You don't know where are points A and B, but you know they exist. you can call the function on whichever point you want and get the value of it, one call cost O(1) time complexity, you should find points A and B within a fixed allowed small error EPS in best complexity possible (perhaps O(log(accuracy)) ?? )

assume you don't know the exact formula of that function, and it's preferable that you don't compare the value of two points which are at distance EPS from each other because in practice sometimes it's hard to choose correct EPS.
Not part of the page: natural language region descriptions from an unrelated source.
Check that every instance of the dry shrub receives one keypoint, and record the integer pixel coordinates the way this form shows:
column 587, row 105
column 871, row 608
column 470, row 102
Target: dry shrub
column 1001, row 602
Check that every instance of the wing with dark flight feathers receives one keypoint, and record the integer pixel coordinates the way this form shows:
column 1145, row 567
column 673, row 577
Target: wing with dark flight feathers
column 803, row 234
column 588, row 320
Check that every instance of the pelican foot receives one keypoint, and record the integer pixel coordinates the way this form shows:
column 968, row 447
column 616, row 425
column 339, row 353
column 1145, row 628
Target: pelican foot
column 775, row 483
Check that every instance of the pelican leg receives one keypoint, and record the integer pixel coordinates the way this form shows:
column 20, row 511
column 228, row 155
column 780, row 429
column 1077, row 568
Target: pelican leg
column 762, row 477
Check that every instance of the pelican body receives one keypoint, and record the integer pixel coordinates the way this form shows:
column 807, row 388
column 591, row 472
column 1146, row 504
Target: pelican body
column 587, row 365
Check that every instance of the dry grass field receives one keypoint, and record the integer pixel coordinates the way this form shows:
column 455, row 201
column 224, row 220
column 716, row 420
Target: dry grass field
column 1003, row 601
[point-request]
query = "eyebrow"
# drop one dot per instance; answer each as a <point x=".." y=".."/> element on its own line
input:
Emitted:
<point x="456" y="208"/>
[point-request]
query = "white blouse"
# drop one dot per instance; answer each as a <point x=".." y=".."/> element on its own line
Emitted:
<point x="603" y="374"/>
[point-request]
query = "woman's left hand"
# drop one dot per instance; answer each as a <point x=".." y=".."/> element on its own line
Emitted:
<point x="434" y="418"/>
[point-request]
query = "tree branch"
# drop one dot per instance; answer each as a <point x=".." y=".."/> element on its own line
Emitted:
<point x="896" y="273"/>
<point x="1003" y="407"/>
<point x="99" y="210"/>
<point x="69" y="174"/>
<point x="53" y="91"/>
as I mentioned before this problem can exist in many problems in CP so it's useful to know how to solve it.

thanks

Let's take a random point φ

_{0}, cut a circle by it and solve the same problem for produced segment [φ_{0}, φ_{0}+ 2π]. Without loss of generality, assume that on this segment the function reaches its maximum first. Going from left to right,f(x) increases and reaches maximum, then decreases and at some point φ_{0}+ θ we havef(φ_{0}+ θ) =f(φ_{0}), and continues decreasing. When the minimum is reached, it starts increasing back tof(φ_{0}) =f(φ_{0}+ 2π).Therefore, we can use one binary search to find θ, and then do ternary search on both [φ

_{0}, φ_{0}+ θ] and [φ_{0}+ θ, φ_{0}+ 2π]Nice idea, but we need to know whether the function reaches the maximum first or minimum first before we can do binary search to find θ

We can simply determine which of the conditions holds comparing values

f(φ_{0}) andf(φ_{0}+ ε)Let's find

B— point with maximum value.Choose some 3 points, equally distant from each other. Let

P_{1},P_{2},P_{3}denote them. Also, let's assumef(P_{1}) ≤f(P_{2}) ≤f(P_{3}). Remove a segment (curve) betweenP_{1}andP_{2}becauseBisn't between them (I'm talking about a segment withoutP_{3}). Maybe we removed a part with a pointAbut it doesn't bother us.Now, we have a segment with endpoints

P_{1}andP_{2}and some other pointP_{3}with not smaller value. Let's ask about a new pointP_{4}either betweenP_{1}andP_{3}or betweenP_{2}andP_{3}(choose an option with longer segment). Iff(P_{4}) >f(P_{3}) then we can cut segment [P_{1},P_{3}] out, otherwise similarly cut [P_{4},P_{2}] out. This process is showed in the drawing below as green numbers 2 and 3. You may repeat it over and over. I think that it's very good in terms of precision errors.Awesome :D

did you come up with this solution from scratch, or you know some kind of search which uses similar technique?

I tried to apply standard binary or ternary search. The latter one turned to be a good idea. One just needs to think about choosing three parts and cutting one out.

Another algorithm for basically the same problem (phrased in a slightly different context) here: http://geomalgorithms.com/a14-_extreme_pts.html

It's basically reduced to a binary search using some clever case handling.